CAMBIO DE MAREA
“Aún no he encontra do el tono de verde perfecto”, suspira el artista seychellense George Camille.
Se lamenta sobre su búsqueda interminable por reproducir la selva y sus tonalidades frescas y prolíficas. Desde la ventana de su estudio, a través de sus anteojos con armazón de alambre, el pintor mira la paleta a la que ha dedicado su vida al tratar de recrearla: musgos ácidos como pepinillos, helechos punzantes como cáscara de limón y palmas más extravagantes que las plumas de un perico.

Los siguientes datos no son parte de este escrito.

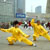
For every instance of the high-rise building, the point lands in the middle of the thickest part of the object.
(38, 9)
(9, 8)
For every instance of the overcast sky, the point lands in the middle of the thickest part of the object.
(32, 4)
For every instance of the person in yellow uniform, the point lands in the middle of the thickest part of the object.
(17, 34)
(39, 30)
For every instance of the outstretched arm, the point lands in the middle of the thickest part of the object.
(32, 22)
(5, 30)
(43, 29)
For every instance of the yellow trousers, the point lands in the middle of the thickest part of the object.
(46, 36)
(25, 40)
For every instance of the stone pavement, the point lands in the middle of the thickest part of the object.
(42, 43)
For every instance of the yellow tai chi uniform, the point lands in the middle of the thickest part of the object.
(17, 34)
(39, 31)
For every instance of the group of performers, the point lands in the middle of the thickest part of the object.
(19, 35)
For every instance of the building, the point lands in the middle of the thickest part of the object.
(38, 9)
(48, 6)
(9, 8)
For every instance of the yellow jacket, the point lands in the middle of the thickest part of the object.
(38, 29)
(16, 33)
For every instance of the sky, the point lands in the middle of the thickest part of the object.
(32, 4)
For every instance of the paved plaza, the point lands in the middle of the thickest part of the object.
(42, 43)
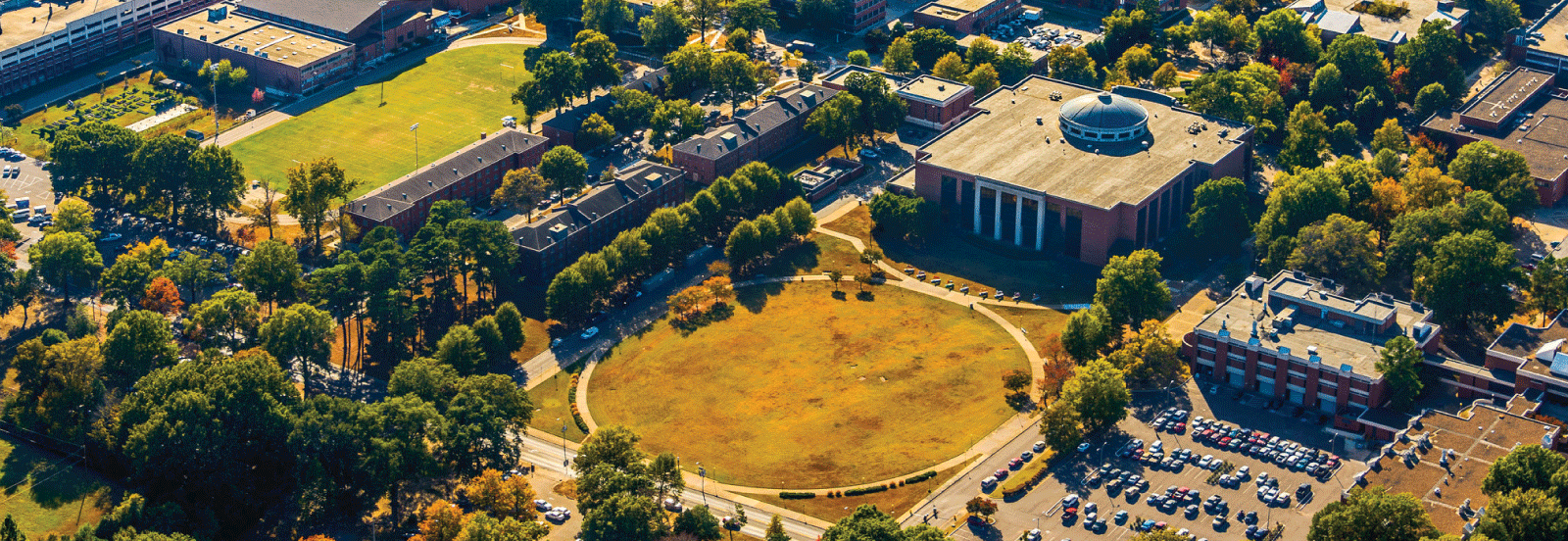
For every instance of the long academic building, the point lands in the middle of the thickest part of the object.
(1050, 165)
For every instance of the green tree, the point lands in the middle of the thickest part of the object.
(1466, 276)
(733, 75)
(1100, 392)
(951, 68)
(298, 334)
(752, 16)
(1219, 216)
(137, 344)
(698, 522)
(1070, 63)
(665, 28)
(271, 271)
(1525, 515)
(564, 169)
(1400, 368)
(67, 259)
(462, 350)
(838, 120)
(1131, 287)
(606, 16)
(314, 188)
(1087, 333)
(1340, 248)
(901, 57)
(1521, 469)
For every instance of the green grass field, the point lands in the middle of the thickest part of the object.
(802, 388)
(46, 494)
(454, 96)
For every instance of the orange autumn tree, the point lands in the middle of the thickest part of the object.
(162, 297)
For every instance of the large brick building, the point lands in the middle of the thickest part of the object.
(1300, 339)
(1055, 167)
(595, 219)
(755, 135)
(470, 172)
(39, 43)
(1521, 112)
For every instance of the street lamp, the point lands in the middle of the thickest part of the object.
(383, 8)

George, un hombre delgado cuyo ceño arrugado de pensamientos se suaviza por una maraña de rizos escasos, es uno de los pocos artistas nativos del país. Su estudio, en la isla Mahé, está repleto de lienzos que representan instantáneas de la vida lugareña: un hombre que sostiene un racimo de plátanos, pescado fresco a la venta en un mercado, la figura de una preciada semilla de coco de mar tan seductora como las curvas de una mujer voluptuosa.
“Empecé con esos temas porque es lo que los turistas querían -se encoge de hombros y saca algunos de sus primaros lienzos-. Hoy día prefiero llegar al meollo de lo que sucede en las Seychelles”.
En un inicio colonizadas por cocos a la deriva, estas islas del océano Índico fueron avistadas por exploradores por primera vez en el siglo XVI y habitadas 200 años después. Atacadas por piratas, pobladas por africanos esclavizados, indios y malayos, y gobernadas entre los dominios francés y británico, las Seychelles consiguieron su independencia en 1976. Un país relativamente joven cuya cultura ha sido siempre difícil de ubicar.
No fue sino hasta hace poco que una distintiva cultura creole tomó forma. La elección el año pasado de la coalición liberal Unión Democrática Seychellense -tras 43 años de gobierno autocrático socialista-significa un viento de cambio bienvenido.
“Hay una energía distinta –dice George–. Todo florece”.